Playing with lego starships (04/06/18):
“Captain, there’s a space-time continuum!”
“Oh, no! Prepare to open fire!”
“So how come [relative] is getting a colonoscopy? He lose his keys or something?”
“I don’t think Grandma has any money. I think she depends on Grandpa. I think she’s using him to get groceries.”
TRANSLATION: “Grandma never carries cash, and Grandpa went grocery shopping last week because Grandma hurt her foot.”
“Don’t you lose your kidneys when you give birth? Or is it when you get married?”
“I’m not just good; I’m frickin’ good.”
“They should sell lives at the store. I’m talking about immortality, not slavery.”
Grandpa goes over a speed bump, instead of around it (08/23/18):
“And he faces it like a man!”
“Do you know what I’m gonna get you for your next birthday, Grandma? A life.”
“If I was a prisoner, I’d want to be alone in my bed.”
If my kid ever becomes one o’ them trans-sexshuals, or one o’ them homo-sexshuals, or a Democrat, it’ll be because I let him wear his hair down to his collar.
Which is almost enough to persuade me to let Grandpa take him for a haircut. (I’d never forgive myself if my child grew up to become a Democrat.)
It just hit me all of a sudden… •••• is the same age I was when I first discovered the glory of Howard Stern. Somewhere there are photographs of me wearing sunglasses and a long, curly black wig, my little fist clenching the neck of a rubber chicken. ••••’s grandfather took those pictures to show to people at work. At the time, I didn’t understand the significance of the rubber chicken.
And to think, last night I was giving the kid a hard time about liking Super Samarai Power Rangers. I told him that crap is one of the leading causes of brain damage in children under the age of ten. I don’t think he believed me, though it’s probably the truth.

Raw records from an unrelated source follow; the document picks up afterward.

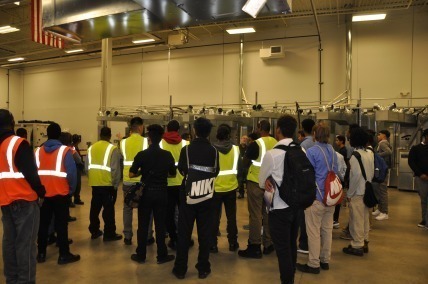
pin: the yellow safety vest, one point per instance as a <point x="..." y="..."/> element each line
<point x="130" y="148"/>
<point x="265" y="144"/>
<point x="175" y="150"/>
<point x="227" y="177"/>
<point x="99" y="159"/>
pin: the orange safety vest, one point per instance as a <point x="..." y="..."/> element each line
<point x="52" y="171"/>
<point x="13" y="185"/>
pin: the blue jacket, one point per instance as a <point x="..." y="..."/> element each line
<point x="316" y="157"/>
<point x="69" y="164"/>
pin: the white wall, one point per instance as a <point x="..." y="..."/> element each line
<point x="389" y="57"/>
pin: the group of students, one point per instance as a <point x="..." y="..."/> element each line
<point x="194" y="179"/>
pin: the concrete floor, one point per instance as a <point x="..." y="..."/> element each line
<point x="398" y="254"/>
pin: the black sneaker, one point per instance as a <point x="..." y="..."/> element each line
<point x="268" y="250"/>
<point x="68" y="258"/>
<point x="307" y="269"/>
<point x="353" y="251"/>
<point x="150" y="241"/>
<point x="324" y="265"/>
<point x="96" y="235"/>
<point x="177" y="274"/>
<point x="41" y="257"/>
<point x="166" y="259"/>
<point x="233" y="247"/>
<point x="137" y="258"/>
<point x="112" y="238"/>
<point x="214" y="249"/>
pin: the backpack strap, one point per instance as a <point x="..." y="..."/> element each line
<point x="358" y="157"/>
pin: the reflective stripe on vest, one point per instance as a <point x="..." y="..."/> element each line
<point x="104" y="166"/>
<point x="127" y="162"/>
<point x="263" y="153"/>
<point x="234" y="169"/>
<point x="9" y="157"/>
<point x="57" y="172"/>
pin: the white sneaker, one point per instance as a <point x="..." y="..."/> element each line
<point x="382" y="216"/>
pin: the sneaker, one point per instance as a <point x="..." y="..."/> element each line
<point x="382" y="216"/>
<point x="346" y="236"/>
<point x="353" y="251"/>
<point x="307" y="269"/>
<point x="68" y="258"/>
<point x="137" y="258"/>
<point x="166" y="259"/>
<point x="304" y="251"/>
<point x="336" y="225"/>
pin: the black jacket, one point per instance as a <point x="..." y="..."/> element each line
<point x="25" y="162"/>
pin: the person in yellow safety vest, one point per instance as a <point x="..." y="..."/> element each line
<point x="129" y="148"/>
<point x="256" y="205"/>
<point x="226" y="184"/>
<point x="173" y="143"/>
<point x="104" y="177"/>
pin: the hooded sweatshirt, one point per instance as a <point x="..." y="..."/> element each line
<point x="69" y="164"/>
<point x="26" y="163"/>
<point x="172" y="137"/>
<point x="224" y="147"/>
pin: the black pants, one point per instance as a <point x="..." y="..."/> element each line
<point x="283" y="224"/>
<point x="103" y="197"/>
<point x="156" y="201"/>
<point x="303" y="237"/>
<point x="202" y="213"/>
<point x="173" y="201"/>
<point x="58" y="206"/>
<point x="229" y="200"/>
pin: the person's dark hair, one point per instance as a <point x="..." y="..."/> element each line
<point x="254" y="136"/>
<point x="341" y="138"/>
<point x="65" y="138"/>
<point x="22" y="132"/>
<point x="287" y="125"/>
<point x="223" y="132"/>
<point x="105" y="133"/>
<point x="135" y="123"/>
<point x="54" y="131"/>
<point x="307" y="125"/>
<point x="202" y="127"/>
<point x="6" y="119"/>
<point x="359" y="137"/>
<point x="173" y="125"/>
<point x="264" y="125"/>
<point x="155" y="132"/>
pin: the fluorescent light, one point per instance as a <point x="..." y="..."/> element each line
<point x="137" y="41"/>
<point x="253" y="7"/>
<point x="15" y="59"/>
<point x="73" y="50"/>
<point x="240" y="31"/>
<point x="369" y="17"/>
<point x="7" y="29"/>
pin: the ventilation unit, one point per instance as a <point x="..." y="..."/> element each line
<point x="272" y="52"/>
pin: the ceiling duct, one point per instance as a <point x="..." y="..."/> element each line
<point x="98" y="19"/>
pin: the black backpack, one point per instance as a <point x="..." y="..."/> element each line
<point x="298" y="188"/>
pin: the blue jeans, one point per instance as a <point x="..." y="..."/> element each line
<point x="20" y="227"/>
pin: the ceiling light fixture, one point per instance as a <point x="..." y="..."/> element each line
<point x="253" y="7"/>
<point x="235" y="31"/>
<point x="138" y="41"/>
<point x="8" y="29"/>
<point x="73" y="50"/>
<point x="16" y="59"/>
<point x="368" y="17"/>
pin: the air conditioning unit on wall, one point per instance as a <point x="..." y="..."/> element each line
<point x="272" y="52"/>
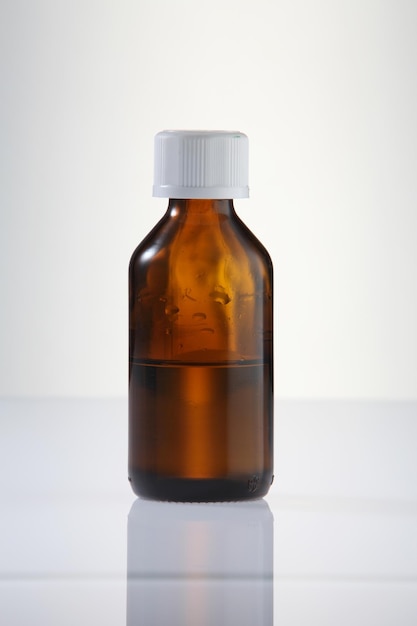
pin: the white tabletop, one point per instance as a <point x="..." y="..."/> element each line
<point x="334" y="542"/>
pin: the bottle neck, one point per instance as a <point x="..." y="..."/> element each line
<point x="200" y="209"/>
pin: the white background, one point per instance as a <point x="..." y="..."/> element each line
<point x="327" y="93"/>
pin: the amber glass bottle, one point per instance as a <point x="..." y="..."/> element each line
<point x="200" y="332"/>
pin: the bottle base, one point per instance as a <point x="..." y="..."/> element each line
<point x="154" y="487"/>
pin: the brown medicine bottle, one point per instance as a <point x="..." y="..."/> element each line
<point x="200" y="332"/>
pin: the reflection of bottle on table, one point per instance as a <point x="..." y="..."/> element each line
<point x="200" y="564"/>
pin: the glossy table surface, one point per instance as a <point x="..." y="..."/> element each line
<point x="334" y="542"/>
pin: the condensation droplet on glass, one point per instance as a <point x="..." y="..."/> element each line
<point x="171" y="309"/>
<point x="219" y="295"/>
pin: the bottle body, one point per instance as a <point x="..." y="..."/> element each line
<point x="200" y="358"/>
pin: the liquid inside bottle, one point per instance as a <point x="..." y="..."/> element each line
<point x="200" y="357"/>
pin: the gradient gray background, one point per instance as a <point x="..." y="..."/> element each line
<point x="326" y="91"/>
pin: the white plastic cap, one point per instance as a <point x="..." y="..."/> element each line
<point x="201" y="164"/>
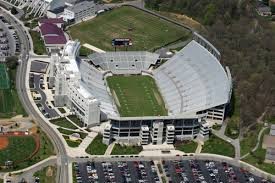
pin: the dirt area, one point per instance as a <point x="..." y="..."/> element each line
<point x="4" y="142"/>
<point x="33" y="130"/>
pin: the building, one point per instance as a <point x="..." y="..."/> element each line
<point x="195" y="87"/>
<point x="269" y="145"/>
<point x="52" y="34"/>
<point x="37" y="7"/>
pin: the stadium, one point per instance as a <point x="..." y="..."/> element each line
<point x="141" y="100"/>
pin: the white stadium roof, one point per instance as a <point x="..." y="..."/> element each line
<point x="193" y="80"/>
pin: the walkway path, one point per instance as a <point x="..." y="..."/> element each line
<point x="109" y="149"/>
<point x="28" y="172"/>
<point x="258" y="142"/>
<point x="199" y="148"/>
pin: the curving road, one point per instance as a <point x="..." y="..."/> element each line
<point x="21" y="78"/>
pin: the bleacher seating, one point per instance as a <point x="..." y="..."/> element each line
<point x="193" y="80"/>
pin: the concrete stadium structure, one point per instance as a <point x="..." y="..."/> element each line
<point x="195" y="87"/>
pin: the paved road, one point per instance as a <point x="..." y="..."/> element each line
<point x="52" y="113"/>
<point x="11" y="40"/>
<point x="63" y="174"/>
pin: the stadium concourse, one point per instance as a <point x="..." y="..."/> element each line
<point x="192" y="89"/>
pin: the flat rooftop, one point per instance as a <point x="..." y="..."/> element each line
<point x="136" y="95"/>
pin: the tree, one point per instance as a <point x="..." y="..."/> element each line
<point x="12" y="62"/>
<point x="14" y="11"/>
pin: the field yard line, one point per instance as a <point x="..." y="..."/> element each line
<point x="93" y="48"/>
<point x="116" y="99"/>
<point x="157" y="97"/>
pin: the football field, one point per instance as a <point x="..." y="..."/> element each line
<point x="147" y="31"/>
<point x="136" y="96"/>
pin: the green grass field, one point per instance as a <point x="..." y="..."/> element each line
<point x="69" y="132"/>
<point x="47" y="174"/>
<point x="257" y="158"/>
<point x="136" y="96"/>
<point x="97" y="147"/>
<point x="186" y="146"/>
<point x="126" y="150"/>
<point x="63" y="122"/>
<point x="19" y="148"/>
<point x="9" y="101"/>
<point x="147" y="32"/>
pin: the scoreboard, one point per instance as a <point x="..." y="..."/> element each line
<point x="122" y="42"/>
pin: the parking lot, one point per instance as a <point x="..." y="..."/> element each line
<point x="206" y="171"/>
<point x="121" y="171"/>
<point x="179" y="171"/>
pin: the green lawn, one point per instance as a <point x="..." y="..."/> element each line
<point x="47" y="174"/>
<point x="63" y="122"/>
<point x="38" y="43"/>
<point x="4" y="77"/>
<point x="147" y="32"/>
<point x="75" y="119"/>
<point x="10" y="104"/>
<point x="233" y="125"/>
<point x="136" y="96"/>
<point x="216" y="145"/>
<point x="257" y="158"/>
<point x="250" y="139"/>
<point x="62" y="110"/>
<point x="216" y="127"/>
<point x="85" y="51"/>
<point x="126" y="150"/>
<point x="186" y="146"/>
<point x="97" y="147"/>
<point x="69" y="132"/>
<point x="72" y="143"/>
<point x="19" y="148"/>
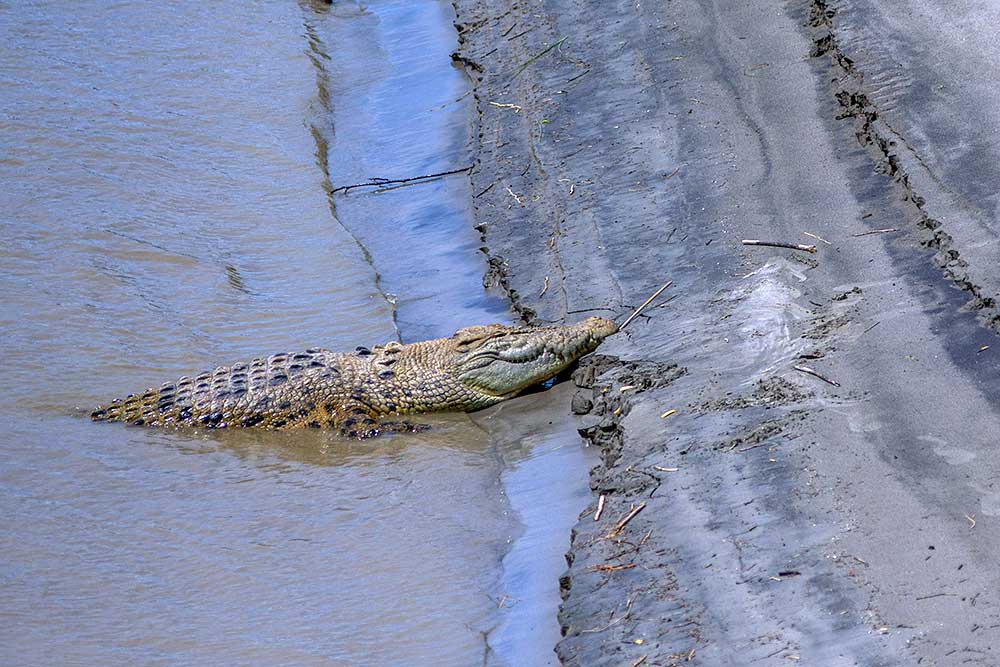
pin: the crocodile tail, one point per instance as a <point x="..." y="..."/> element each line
<point x="171" y="403"/>
<point x="228" y="396"/>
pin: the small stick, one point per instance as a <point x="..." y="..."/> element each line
<point x="628" y="517"/>
<point x="379" y="182"/>
<point x="872" y="327"/>
<point x="600" y="508"/>
<point x="536" y="57"/>
<point x="818" y="238"/>
<point x="809" y="371"/>
<point x="877" y="231"/>
<point x="779" y="244"/>
<point x="605" y="567"/>
<point x="645" y="303"/>
<point x="759" y="444"/>
<point x="516" y="108"/>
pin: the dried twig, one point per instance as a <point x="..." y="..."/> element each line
<point x="379" y="182"/>
<point x="877" y="231"/>
<point x="872" y="327"/>
<point x="536" y="57"/>
<point x="516" y="198"/>
<point x="644" y="304"/>
<point x="779" y="244"/>
<point x="605" y="567"/>
<point x="809" y="371"/>
<point x="600" y="507"/>
<point x="628" y="517"/>
<point x="818" y="238"/>
<point x="498" y="105"/>
<point x="759" y="444"/>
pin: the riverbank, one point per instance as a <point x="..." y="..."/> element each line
<point x="784" y="517"/>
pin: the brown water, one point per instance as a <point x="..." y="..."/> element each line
<point x="164" y="205"/>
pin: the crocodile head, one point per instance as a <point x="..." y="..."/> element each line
<point x="501" y="361"/>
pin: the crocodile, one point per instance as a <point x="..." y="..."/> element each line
<point x="475" y="368"/>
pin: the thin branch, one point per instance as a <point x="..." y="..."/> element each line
<point x="379" y="182"/>
<point x="779" y="244"/>
<point x="809" y="371"/>
<point x="877" y="231"/>
<point x="645" y="303"/>
<point x="536" y="57"/>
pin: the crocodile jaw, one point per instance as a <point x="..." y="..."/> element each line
<point x="517" y="358"/>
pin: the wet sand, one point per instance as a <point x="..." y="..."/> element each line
<point x="786" y="520"/>
<point x="167" y="207"/>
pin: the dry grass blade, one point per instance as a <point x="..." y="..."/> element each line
<point x="645" y="303"/>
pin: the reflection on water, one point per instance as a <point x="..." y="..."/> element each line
<point x="166" y="208"/>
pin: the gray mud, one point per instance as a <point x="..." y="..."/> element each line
<point x="785" y="520"/>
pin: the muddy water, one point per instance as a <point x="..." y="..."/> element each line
<point x="166" y="207"/>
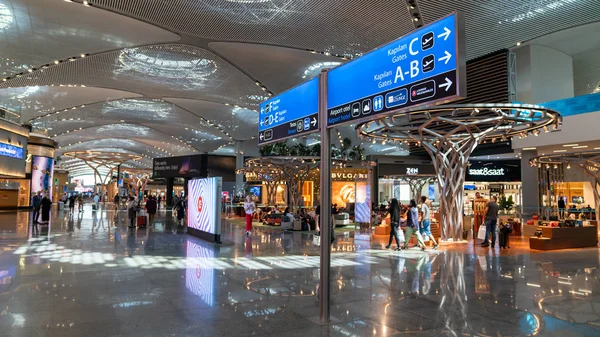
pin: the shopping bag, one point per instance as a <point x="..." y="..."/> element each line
<point x="481" y="233"/>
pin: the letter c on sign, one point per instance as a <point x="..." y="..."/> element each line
<point x="410" y="46"/>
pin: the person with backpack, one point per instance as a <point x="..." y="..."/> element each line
<point x="131" y="211"/>
<point x="412" y="225"/>
<point x="426" y="221"/>
<point x="394" y="211"/>
<point x="36" y="203"/>
<point x="151" y="209"/>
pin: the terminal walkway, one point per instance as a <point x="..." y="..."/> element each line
<point x="88" y="275"/>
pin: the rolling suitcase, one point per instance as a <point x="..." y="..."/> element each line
<point x="141" y="221"/>
<point x="504" y="235"/>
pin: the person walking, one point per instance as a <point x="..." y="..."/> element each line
<point x="249" y="209"/>
<point x="394" y="211"/>
<point x="412" y="225"/>
<point x="180" y="208"/>
<point x="36" y="203"/>
<point x="561" y="207"/>
<point x="96" y="202"/>
<point x="131" y="211"/>
<point x="151" y="209"/>
<point x="426" y="222"/>
<point x="72" y="200"/>
<point x="81" y="202"/>
<point x="491" y="219"/>
<point x="116" y="201"/>
<point x="46" y="204"/>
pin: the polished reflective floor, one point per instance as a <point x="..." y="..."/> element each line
<point x="87" y="274"/>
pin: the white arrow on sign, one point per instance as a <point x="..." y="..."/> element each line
<point x="446" y="57"/>
<point x="445" y="34"/>
<point x="446" y="85"/>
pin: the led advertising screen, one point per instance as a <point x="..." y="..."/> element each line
<point x="42" y="171"/>
<point x="204" y="208"/>
<point x="199" y="275"/>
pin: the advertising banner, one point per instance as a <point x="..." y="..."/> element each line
<point x="172" y="167"/>
<point x="204" y="208"/>
<point x="42" y="171"/>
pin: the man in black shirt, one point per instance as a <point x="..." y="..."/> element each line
<point x="491" y="219"/>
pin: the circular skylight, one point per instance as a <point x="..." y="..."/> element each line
<point x="314" y="69"/>
<point x="167" y="64"/>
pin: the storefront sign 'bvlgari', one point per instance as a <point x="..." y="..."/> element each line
<point x="487" y="172"/>
<point x="347" y="176"/>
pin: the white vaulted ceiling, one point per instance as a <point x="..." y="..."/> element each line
<point x="160" y="78"/>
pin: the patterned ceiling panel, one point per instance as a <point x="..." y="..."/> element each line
<point x="345" y="27"/>
<point x="154" y="113"/>
<point x="288" y="67"/>
<point x="240" y="123"/>
<point x="497" y="24"/>
<point x="116" y="144"/>
<point x="586" y="72"/>
<point x="155" y="71"/>
<point x="26" y="103"/>
<point x="36" y="32"/>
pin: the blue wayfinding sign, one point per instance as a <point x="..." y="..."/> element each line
<point x="290" y="114"/>
<point x="425" y="66"/>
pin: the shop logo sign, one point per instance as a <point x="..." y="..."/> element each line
<point x="487" y="172"/>
<point x="200" y="204"/>
<point x="412" y="170"/>
<point x="348" y="176"/>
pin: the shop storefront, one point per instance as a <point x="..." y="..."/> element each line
<point x="499" y="178"/>
<point x="14" y="185"/>
<point x="391" y="178"/>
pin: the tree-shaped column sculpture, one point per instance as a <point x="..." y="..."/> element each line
<point x="450" y="134"/>
<point x="586" y="161"/>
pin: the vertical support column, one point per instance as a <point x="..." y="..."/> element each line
<point x="450" y="159"/>
<point x="530" y="185"/>
<point x="169" y="194"/>
<point x="239" y="164"/>
<point x="325" y="216"/>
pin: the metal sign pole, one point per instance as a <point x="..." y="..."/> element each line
<point x="325" y="202"/>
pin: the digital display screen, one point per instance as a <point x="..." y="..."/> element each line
<point x="42" y="171"/>
<point x="199" y="275"/>
<point x="204" y="204"/>
<point x="256" y="191"/>
<point x="11" y="151"/>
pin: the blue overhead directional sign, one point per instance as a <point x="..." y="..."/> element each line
<point x="420" y="68"/>
<point x="290" y="114"/>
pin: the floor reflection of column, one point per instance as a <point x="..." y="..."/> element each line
<point x="453" y="305"/>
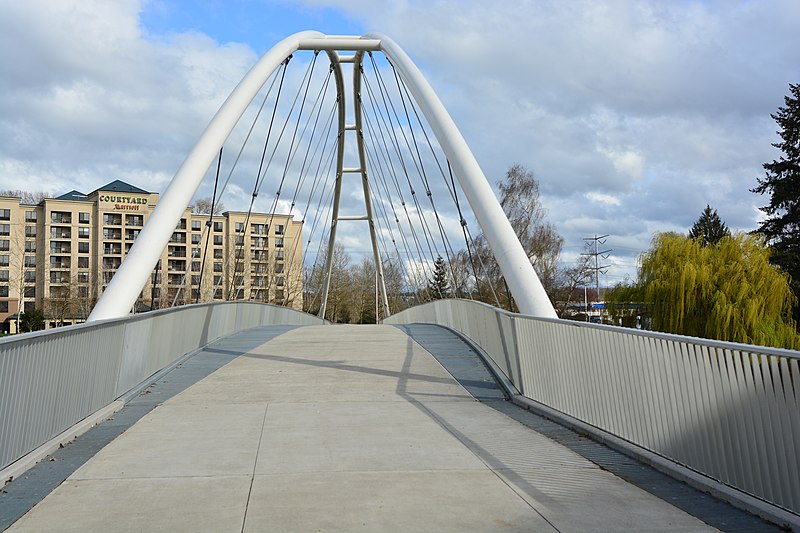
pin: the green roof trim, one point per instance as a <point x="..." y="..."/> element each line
<point x="75" y="196"/>
<point x="121" y="186"/>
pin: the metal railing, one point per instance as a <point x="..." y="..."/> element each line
<point x="50" y="380"/>
<point x="728" y="411"/>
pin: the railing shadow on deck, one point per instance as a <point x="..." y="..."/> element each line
<point x="721" y="415"/>
<point x="53" y="379"/>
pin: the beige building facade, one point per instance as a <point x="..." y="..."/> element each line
<point x="58" y="256"/>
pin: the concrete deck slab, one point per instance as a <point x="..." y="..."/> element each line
<point x="390" y="501"/>
<point x="134" y="505"/>
<point x="342" y="428"/>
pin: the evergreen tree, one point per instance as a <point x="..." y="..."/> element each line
<point x="438" y="286"/>
<point x="709" y="228"/>
<point x="781" y="228"/>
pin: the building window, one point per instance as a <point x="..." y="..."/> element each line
<point x="57" y="247"/>
<point x="134" y="220"/>
<point x="110" y="248"/>
<point x="60" y="233"/>
<point x="59" y="262"/>
<point x="60" y="217"/>
<point x="112" y="219"/>
<point x="112" y="234"/>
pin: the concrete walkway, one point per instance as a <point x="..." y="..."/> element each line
<point x="341" y="428"/>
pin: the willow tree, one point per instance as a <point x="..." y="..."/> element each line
<point x="726" y="291"/>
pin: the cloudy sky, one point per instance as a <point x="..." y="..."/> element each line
<point x="633" y="115"/>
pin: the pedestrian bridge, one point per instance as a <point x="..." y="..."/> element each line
<point x="450" y="416"/>
<point x="248" y="417"/>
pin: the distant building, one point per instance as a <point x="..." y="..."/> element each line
<point x="59" y="255"/>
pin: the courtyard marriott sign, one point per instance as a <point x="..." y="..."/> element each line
<point x="124" y="203"/>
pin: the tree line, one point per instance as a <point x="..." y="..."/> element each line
<point x="470" y="272"/>
<point x="733" y="286"/>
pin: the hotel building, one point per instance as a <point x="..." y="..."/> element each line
<point x="58" y="256"/>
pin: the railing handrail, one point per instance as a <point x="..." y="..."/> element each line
<point x="725" y="345"/>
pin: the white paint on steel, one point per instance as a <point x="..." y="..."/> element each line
<point x="512" y="259"/>
<point x="337" y="192"/>
<point x="380" y="293"/>
<point x="121" y="293"/>
<point x="728" y="411"/>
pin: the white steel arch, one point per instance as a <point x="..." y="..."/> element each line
<point x="121" y="293"/>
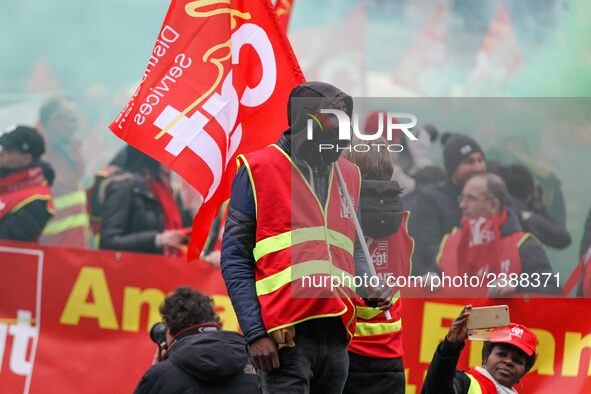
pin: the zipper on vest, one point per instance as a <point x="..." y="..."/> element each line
<point x="312" y="179"/>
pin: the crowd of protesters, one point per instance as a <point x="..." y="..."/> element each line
<point x="474" y="216"/>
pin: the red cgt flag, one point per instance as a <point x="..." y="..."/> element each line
<point x="216" y="85"/>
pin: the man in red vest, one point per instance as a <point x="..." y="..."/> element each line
<point x="25" y="195"/>
<point x="375" y="353"/>
<point x="506" y="358"/>
<point x="288" y="234"/>
<point x="491" y="241"/>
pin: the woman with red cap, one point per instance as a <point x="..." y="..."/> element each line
<point x="505" y="360"/>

Grandpa has been donating money to some Native American elementary school for years, and every Christmas without fail they send him some token of appreciation, handcrafted by the (ridiculously talented, Jesus Christ!) children, whom I of course long ago dubbed The Little Injuns That Could. (Grandpa says I’m an asshole.)
This year they sent Grandpa a dreamcatcher keychain, which he in turn gave to ••••. When •• showed it to me last night, I smiled and replied, “What a coincidence!” (vocab word), and I raised my shirt a bit to let him see that I happened to be wearing a dreamcatcher navel ring.
A few minutes later, I hear frustrated noises coming from the living room and walk in to discover my son attempting to hook the damned thing onto his own belly button, totally bewildered as to “WHY WON’T IT STAY??